Ultimately, you could not prevent this timer from being spoofed unless you installed rootkits on the students' computers, and unfortunately (for the security and privacy of students) rootkits are what is often used.

If you use Google Docs, the edit history would pretty clearly the progress and different drafts. I guess eventually somebody will prompt ChatGPT in the right way to create realistic drafts and edits as well.
Watch me Place my tablet with ChatGPT next to my laptop and type the essay off of that into Google Docs on the laptop. Whatever contrived solution you come up with, students will find ingenious solutions around them.
Of course. But you also catch some of the fools.
Should bring back in class writing essay tests on paper. One page long. Incentive critical thinking not page length.
That's a valid way of testing a student's knowledge. I do think that tests somewhat different skills and knowledge than the 20+ hours I would spend on large undergraduate essays. Most critically, the longer format probably is better at training students to get published in academic journals.
As a professor at a community college, I am very hesitant to just declare something is AI generated unless is it very clear. If I suspect something is AI generated I run it through 3 different checkers that I found online and if they don't all agree then I don't call it plagiarism. Normally the writing is so vague that it isn't more than a C anyway.
You shouldn’t be using AI detectors.
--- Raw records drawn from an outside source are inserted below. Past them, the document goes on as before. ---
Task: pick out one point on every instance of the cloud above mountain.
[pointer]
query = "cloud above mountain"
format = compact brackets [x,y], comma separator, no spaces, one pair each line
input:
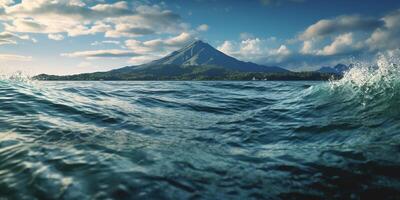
[324,42]
[120,19]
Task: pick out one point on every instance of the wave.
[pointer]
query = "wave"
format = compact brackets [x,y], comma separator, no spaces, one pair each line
[368,87]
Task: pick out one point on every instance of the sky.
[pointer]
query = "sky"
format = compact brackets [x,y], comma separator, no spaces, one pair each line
[76,36]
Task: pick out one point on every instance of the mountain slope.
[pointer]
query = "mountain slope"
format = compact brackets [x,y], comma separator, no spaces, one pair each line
[199,53]
[196,61]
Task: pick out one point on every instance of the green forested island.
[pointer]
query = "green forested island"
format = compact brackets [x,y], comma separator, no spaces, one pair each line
[196,61]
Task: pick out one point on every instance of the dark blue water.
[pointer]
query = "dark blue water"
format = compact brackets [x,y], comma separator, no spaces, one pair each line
[201,140]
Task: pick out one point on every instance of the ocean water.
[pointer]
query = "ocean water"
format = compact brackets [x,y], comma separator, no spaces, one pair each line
[203,140]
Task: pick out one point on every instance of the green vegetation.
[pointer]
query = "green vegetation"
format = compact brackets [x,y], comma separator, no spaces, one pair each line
[174,72]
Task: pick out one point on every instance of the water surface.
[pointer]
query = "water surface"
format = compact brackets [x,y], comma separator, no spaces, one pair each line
[201,140]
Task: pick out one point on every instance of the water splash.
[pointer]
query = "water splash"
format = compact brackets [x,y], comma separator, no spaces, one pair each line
[374,81]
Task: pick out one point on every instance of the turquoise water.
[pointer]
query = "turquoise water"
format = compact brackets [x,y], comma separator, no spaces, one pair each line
[202,140]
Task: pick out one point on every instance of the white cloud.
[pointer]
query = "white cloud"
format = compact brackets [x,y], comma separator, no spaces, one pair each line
[203,28]
[56,37]
[14,57]
[11,38]
[387,37]
[109,53]
[341,44]
[256,50]
[114,42]
[159,46]
[120,19]
[339,25]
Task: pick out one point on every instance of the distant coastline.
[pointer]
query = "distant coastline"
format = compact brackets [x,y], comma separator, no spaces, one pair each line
[233,76]
[199,61]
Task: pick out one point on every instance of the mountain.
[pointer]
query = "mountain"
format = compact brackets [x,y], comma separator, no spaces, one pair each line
[338,69]
[199,53]
[196,61]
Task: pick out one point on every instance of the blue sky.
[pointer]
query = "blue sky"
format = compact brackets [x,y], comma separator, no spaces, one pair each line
[75,36]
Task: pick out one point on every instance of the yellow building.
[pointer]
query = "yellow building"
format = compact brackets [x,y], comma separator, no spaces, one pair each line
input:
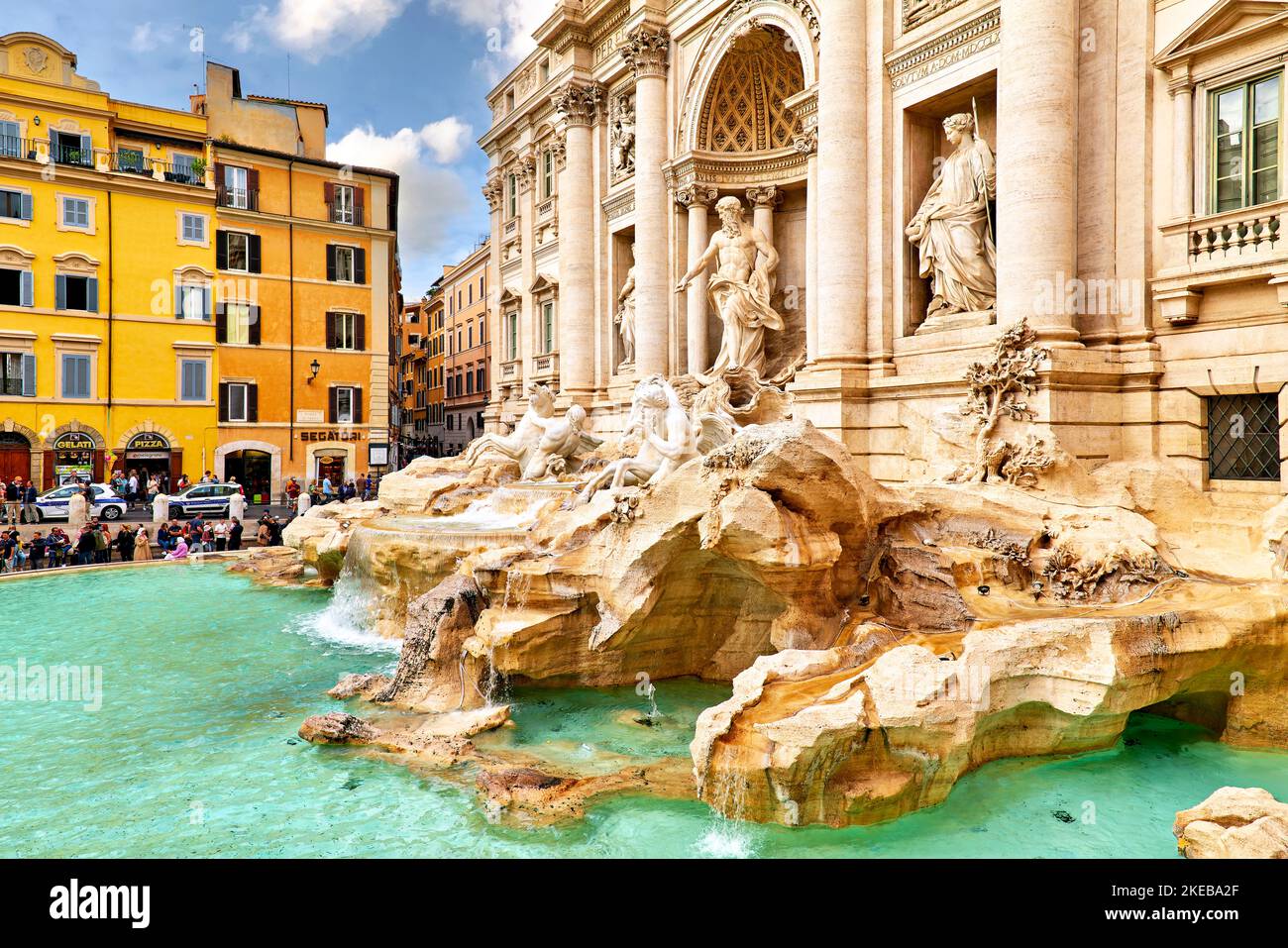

They aren’t accurate and other approaches to teaching need to be used instead of leaning on old methods: https://help.openai.com/en/articles/8313351-how-can-educator...
What are those "other approaches".

Just in-person exams, right?

It's frustrating that I can't know for certain who's going to win the 2024 election, but that doesn't mean I'd be justified in making a prediction based on a magic 8 ball.

AI detectors don't work.

If there aren't any other tools and methods that do detect AI, that genuinely stinks, it's a difficult problem. I definitely sympathize. But all the sympathizing in the world won't change the fact that AI detectors don't work. There are lots of unsolved problems in the world, and they don't justify putting weight behind non-solutions.

I don't know how to cure Alzheimer's disease, but I know that a TV healer can't cure it, and if doctors started prescribing TV healers it would be medical malpractice. Similarly, I don't know how to tell if an essay was AI written... but neither do the AI detectors, and it is unethical for professors to rely on them to make decisions about plagiarism.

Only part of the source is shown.